More patients and clinicians show interest in using nutritional and dietary methods to combat rheumatic conditions, but training and evidence-based information, while growing, remains lacking.
The session What’s Food Got to Do with It: Food, Fasting and Supplements in Rheumatic Disease will feature experts in these areas sharing the latest information about the roles of intermittent fasting, diet guidelines for autoimmune patients, and beneficial supplements and herbs. The first airing, complete with a live question-and-answer period, will take place from 10 – 10:45 a.m. EST Sunday, Nov. 8, and registered attendees can watch a replay on demand through Wednesday, March 11.
Clinicians need knowledge in this area because patients will come to them with questions and interest in these treatments, said Neha Shah, MD, Stanford University. Patients want additional things that they can do to help their autoimmune process besides prescription medications.
“Offering patients something that they can do themselves—whether it’s adjusting their diet, meditating, or taking some supplements—that empowerment that you give to patients is something that can’t necessarily be measured, but certainly can have a major impact on a patient’s outcome and quality of life,” Dr. Shah said.
During the opening presentation, Valter Longo, MD, University of Southern California –Leonard Davis School of Gerontology, Los Angeles, will detail the possible anti-inflammatory and regenerative impact of fasting for patients with autoimmune diseases.
Sara Tedeschi, MD, MPH, Brigham & Women’s Hospital, will follow Dr. Longo and review what is known about the effects of diet on rheumatic disease risk and disease activity.
“Randomized controlled trials are the cleanest way to study diet’s impact among patients with RA or SLE because diet is so complex—it’s intertwined with our personal and cultural beliefs, socioeconomic status, access to food, medication use, and body mass index,” Dr. Tedeschi said. “Despite the amount of patient interest, only a few types of diets have been studied in RCTs in rheumatic disease including Mediterranean and vegan diets. When we think about the risk of developing RA or SLE, large prospective cohort studies provide a great way to study the association between dietary patterns and future development of rheumatic disease.”
Dr. Longo and colleagues have about 30 clinical trials going looking into disease states such as multiple sclerosis, cancer and
“In the case of autoimmunity, we’ve shown in mice that the starvation seems to trigger the death of autoimmune cells somewhat preferentially, and then in a coordinated manner trigger the activation of progenitor cells or STEM cells, leading to the replacement of the damaged cells with new ones and at the same time removing the inflammatory process that may have damaged the tissues in the first place,” Dr. Longo said.
Autoimmunity trials involving a fasting-mimicking diet of low protein, low sugar, and high fat show the most promise, Dr. Longo said. One reason is likely improved adherence to the plan. The fasting-mimicking period would be for 5-7 days only six times a year.
“From the point of view of rheumatologists that may be thinking about applying it in the clinic, it’s very difficult to get somebody to not eat every other day or not eat twice a week,” Dr. Longo said. “In the longterm, it is close to impossible to get people to do this on a continuing basis.”
Dr. Shah will discuss the evidence for meditation, yoga, acupuncture, and other complementary approaches in addition to reviewing herbs from the Ayurvedic system of medicine, a 1000-year-old traditional practice from the Indian subcontinent encompassing a total approach to health and wellness.
“I’m the first to say that I prescribe [traditional medications], but often with trepidations,” Dr. Shah said. “So having something else in the armamentarium, in the toolbox, is fantastic. And even more than the supplements, I think, dietary interventions are even safer and my first go-to, actually.”
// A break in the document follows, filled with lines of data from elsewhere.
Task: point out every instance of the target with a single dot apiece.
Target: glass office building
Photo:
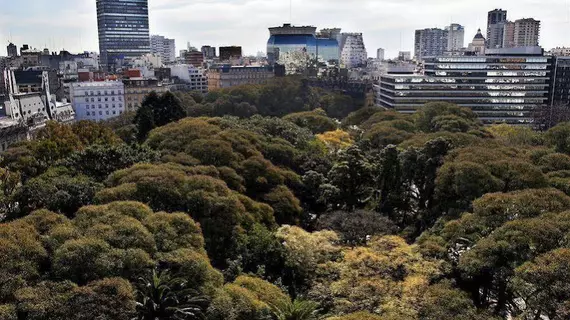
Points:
(123, 30)
(288, 38)
(498, 88)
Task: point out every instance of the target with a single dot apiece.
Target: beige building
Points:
(229, 76)
(136, 90)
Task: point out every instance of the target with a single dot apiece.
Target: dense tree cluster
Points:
(277, 202)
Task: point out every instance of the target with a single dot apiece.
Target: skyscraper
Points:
(496, 20)
(430, 42)
(455, 37)
(123, 30)
(526, 33)
(164, 47)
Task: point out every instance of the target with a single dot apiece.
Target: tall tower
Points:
(496, 21)
(123, 30)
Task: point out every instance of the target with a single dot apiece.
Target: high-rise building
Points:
(455, 37)
(526, 32)
(123, 30)
(12, 50)
(380, 54)
(163, 47)
(353, 52)
(430, 42)
(496, 20)
(504, 85)
(228, 53)
(209, 52)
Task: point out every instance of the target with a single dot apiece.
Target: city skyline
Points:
(223, 23)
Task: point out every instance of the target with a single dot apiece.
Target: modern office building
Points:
(209, 52)
(123, 30)
(288, 38)
(430, 42)
(505, 85)
(163, 47)
(526, 33)
(229, 53)
(12, 50)
(98, 101)
(455, 37)
(230, 76)
(353, 54)
(380, 54)
(496, 21)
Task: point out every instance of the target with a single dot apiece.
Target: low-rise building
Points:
(136, 90)
(229, 76)
(98, 101)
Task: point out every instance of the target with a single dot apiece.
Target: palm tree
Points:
(162, 297)
(296, 310)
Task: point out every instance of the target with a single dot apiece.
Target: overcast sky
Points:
(390, 24)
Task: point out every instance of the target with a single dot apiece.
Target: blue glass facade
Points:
(326, 49)
(123, 30)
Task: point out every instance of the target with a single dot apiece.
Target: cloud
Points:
(385, 23)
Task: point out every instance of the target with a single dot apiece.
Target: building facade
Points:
(526, 33)
(506, 85)
(430, 42)
(123, 30)
(136, 90)
(455, 37)
(496, 20)
(230, 76)
(163, 47)
(98, 101)
(353, 54)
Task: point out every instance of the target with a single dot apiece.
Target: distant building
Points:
(380, 54)
(12, 50)
(98, 101)
(230, 76)
(353, 52)
(478, 45)
(208, 52)
(404, 56)
(455, 37)
(430, 42)
(136, 90)
(526, 32)
(123, 30)
(505, 85)
(496, 20)
(163, 47)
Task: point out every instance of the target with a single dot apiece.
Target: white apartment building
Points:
(353, 53)
(98, 101)
(194, 78)
(164, 47)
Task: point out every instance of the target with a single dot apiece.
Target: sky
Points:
(388, 24)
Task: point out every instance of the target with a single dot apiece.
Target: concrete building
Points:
(526, 33)
(12, 50)
(353, 54)
(380, 54)
(230, 53)
(189, 78)
(136, 90)
(98, 101)
(123, 31)
(455, 37)
(230, 76)
(505, 85)
(209, 52)
(496, 20)
(430, 42)
(478, 45)
(163, 47)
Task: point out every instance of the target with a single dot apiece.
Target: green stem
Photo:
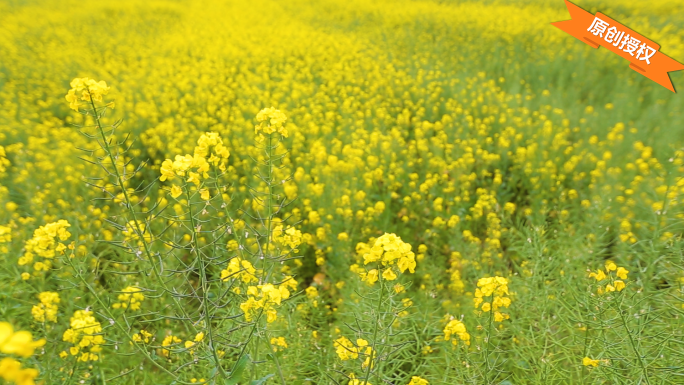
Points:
(118, 324)
(205, 289)
(129, 206)
(276, 361)
(632, 342)
(489, 336)
(375, 329)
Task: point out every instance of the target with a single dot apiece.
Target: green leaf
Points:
(236, 374)
(262, 381)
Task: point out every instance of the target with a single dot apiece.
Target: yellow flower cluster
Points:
(11, 371)
(456, 328)
(265, 299)
(21, 344)
(347, 350)
(278, 343)
(241, 269)
(415, 380)
(390, 251)
(497, 289)
(210, 151)
(131, 298)
(355, 381)
(85, 89)
(614, 284)
(270, 121)
(85, 333)
(142, 336)
(46, 310)
(45, 244)
(169, 340)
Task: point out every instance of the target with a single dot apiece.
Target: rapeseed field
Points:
(337, 192)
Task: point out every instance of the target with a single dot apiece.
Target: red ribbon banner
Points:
(600, 30)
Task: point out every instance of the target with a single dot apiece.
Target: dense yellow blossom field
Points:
(337, 192)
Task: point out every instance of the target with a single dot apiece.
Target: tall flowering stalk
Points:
(384, 260)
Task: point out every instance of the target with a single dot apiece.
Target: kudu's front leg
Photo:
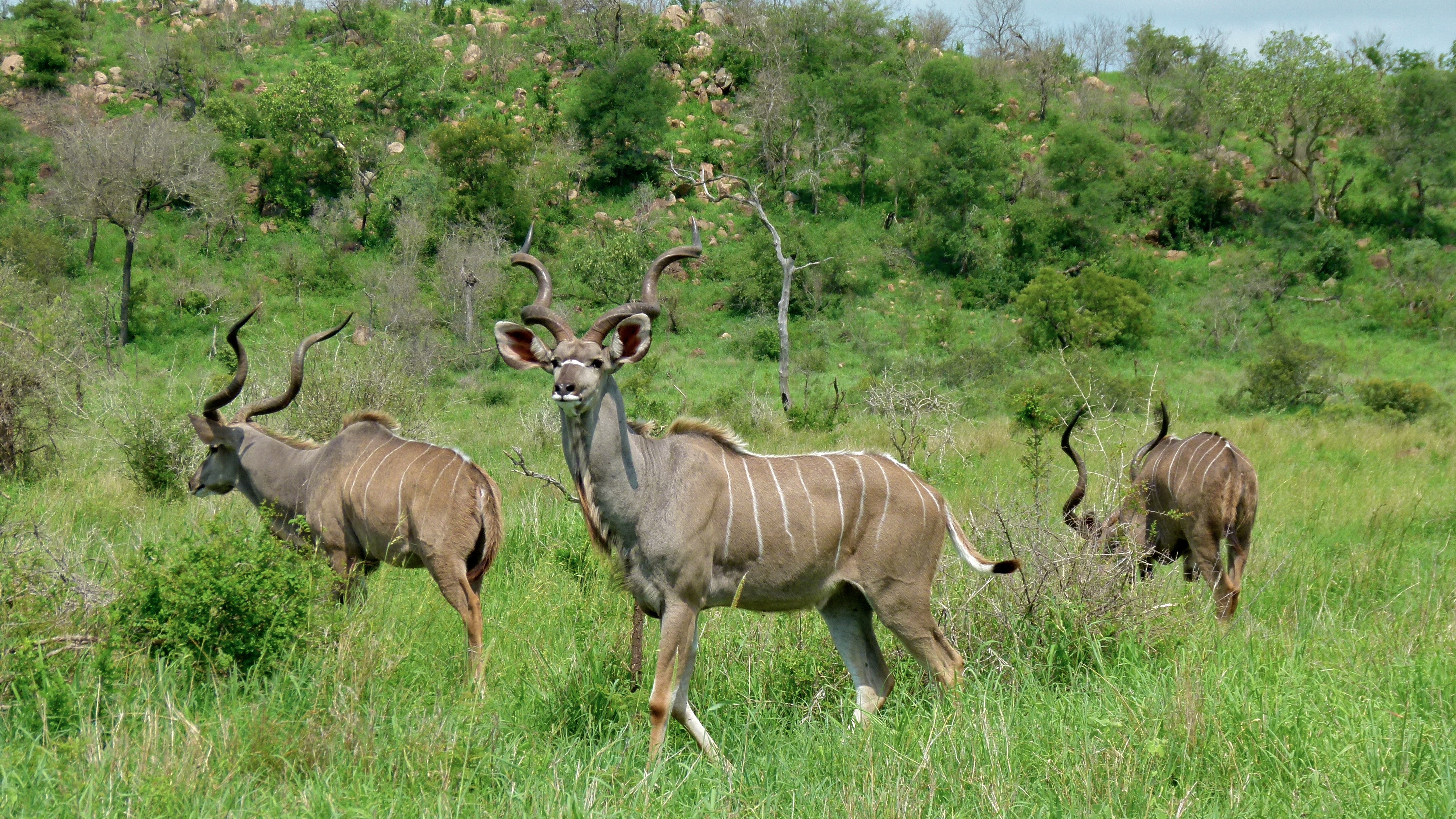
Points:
(676, 654)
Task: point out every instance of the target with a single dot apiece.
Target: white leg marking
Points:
(884, 512)
(839, 496)
(376, 473)
(810, 502)
(753, 496)
(729, 531)
(784, 505)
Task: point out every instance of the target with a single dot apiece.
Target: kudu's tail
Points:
(975, 559)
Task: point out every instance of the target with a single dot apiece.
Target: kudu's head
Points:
(581, 366)
(1087, 524)
(223, 468)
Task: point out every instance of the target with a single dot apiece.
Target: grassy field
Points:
(1330, 694)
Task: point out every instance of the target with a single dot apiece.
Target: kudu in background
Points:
(1187, 496)
(367, 494)
(697, 521)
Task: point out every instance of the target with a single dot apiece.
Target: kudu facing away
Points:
(1187, 496)
(697, 521)
(367, 494)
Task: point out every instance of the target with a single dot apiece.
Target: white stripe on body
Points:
(839, 496)
(784, 505)
(399, 494)
(753, 496)
(884, 512)
(376, 473)
(810, 502)
(727, 474)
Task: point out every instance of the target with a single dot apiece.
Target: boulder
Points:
(712, 14)
(676, 17)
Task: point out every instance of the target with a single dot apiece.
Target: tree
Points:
(1152, 56)
(1419, 142)
(1084, 311)
(123, 170)
(999, 24)
(1296, 98)
(622, 114)
(868, 104)
(481, 156)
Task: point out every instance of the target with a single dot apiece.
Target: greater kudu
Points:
(367, 494)
(1187, 496)
(697, 521)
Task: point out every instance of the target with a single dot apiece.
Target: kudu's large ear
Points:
(633, 340)
(520, 347)
(216, 433)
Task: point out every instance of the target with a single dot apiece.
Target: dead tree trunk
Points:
(785, 263)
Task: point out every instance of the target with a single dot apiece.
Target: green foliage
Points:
(1291, 374)
(1091, 309)
(235, 116)
(318, 104)
(290, 181)
(1333, 255)
(38, 254)
(158, 448)
(611, 266)
(621, 111)
(481, 156)
(1180, 196)
(950, 89)
(1080, 156)
(1410, 400)
(220, 598)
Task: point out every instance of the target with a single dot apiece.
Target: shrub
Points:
(481, 156)
(222, 597)
(158, 448)
(1291, 374)
(1331, 255)
(622, 114)
(1091, 309)
(1183, 196)
(1408, 398)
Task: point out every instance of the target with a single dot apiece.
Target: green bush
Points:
(1183, 196)
(222, 597)
(1408, 398)
(1091, 309)
(1291, 374)
(622, 114)
(158, 449)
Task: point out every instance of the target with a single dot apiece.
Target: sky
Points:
(1425, 25)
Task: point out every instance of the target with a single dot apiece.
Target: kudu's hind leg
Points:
(849, 618)
(461, 594)
(676, 652)
(906, 610)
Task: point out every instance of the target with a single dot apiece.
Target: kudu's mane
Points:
(717, 433)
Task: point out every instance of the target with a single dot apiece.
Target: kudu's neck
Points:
(605, 461)
(276, 476)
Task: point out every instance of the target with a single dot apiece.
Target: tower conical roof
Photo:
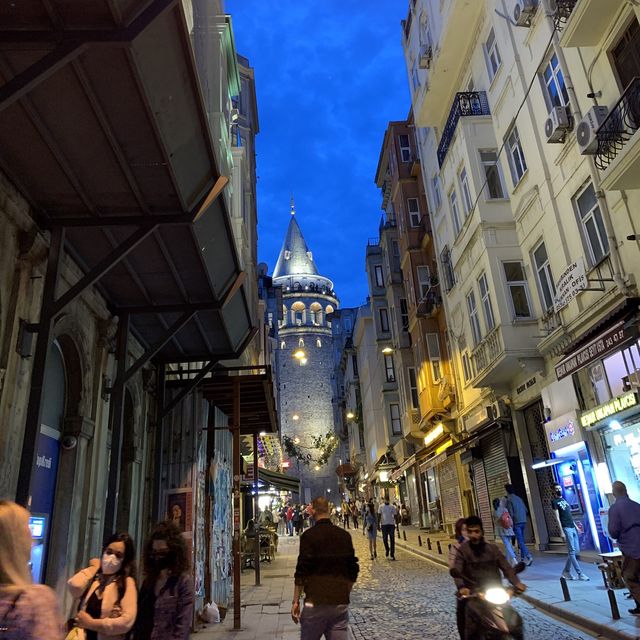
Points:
(295, 259)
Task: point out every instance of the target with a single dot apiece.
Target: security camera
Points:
(69, 442)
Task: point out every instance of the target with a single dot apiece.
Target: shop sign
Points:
(563, 431)
(594, 350)
(572, 281)
(608, 409)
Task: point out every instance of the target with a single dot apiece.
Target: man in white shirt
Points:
(387, 518)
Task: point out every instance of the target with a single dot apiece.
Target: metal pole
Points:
(255, 505)
(116, 417)
(236, 502)
(159, 436)
(34, 407)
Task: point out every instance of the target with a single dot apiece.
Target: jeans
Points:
(508, 549)
(573, 547)
(518, 529)
(332, 620)
(388, 534)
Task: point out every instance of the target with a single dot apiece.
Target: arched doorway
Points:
(43, 484)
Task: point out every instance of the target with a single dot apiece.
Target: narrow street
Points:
(412, 599)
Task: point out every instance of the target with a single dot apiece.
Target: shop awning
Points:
(104, 132)
(279, 480)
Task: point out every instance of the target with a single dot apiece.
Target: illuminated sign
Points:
(608, 409)
(566, 431)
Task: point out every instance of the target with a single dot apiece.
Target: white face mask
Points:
(110, 564)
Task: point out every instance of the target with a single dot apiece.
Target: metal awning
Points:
(257, 404)
(279, 480)
(103, 131)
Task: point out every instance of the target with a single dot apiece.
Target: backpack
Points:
(505, 520)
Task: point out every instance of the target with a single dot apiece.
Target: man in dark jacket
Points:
(326, 571)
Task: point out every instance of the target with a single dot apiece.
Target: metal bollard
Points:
(565, 590)
(613, 603)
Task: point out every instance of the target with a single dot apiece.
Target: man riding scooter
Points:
(477, 574)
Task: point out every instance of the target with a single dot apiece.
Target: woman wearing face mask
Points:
(107, 591)
(166, 597)
(27, 611)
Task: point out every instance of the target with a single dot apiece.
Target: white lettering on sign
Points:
(608, 409)
(571, 282)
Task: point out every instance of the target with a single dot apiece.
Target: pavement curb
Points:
(585, 623)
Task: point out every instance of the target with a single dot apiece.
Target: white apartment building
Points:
(532, 189)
Complementary medicines and herbs can offer additional benefit without a long list of side effects based on early in vitro and in vivo data, Dr. Shah noted. And many allopathic medicines have their roots in herbal medicines.
“The way we study drugs in modern times is somewhat limited when you’re trying to understand how these work from an Ayurvedic perspective, because no treatment is given in a silo in that tradition. It’s usually given as part of a larger practice,” said Dr. Shah, who completed a fellowship in integrative medicine at the University of Arizona and has practiced integrative rheumatology for several years.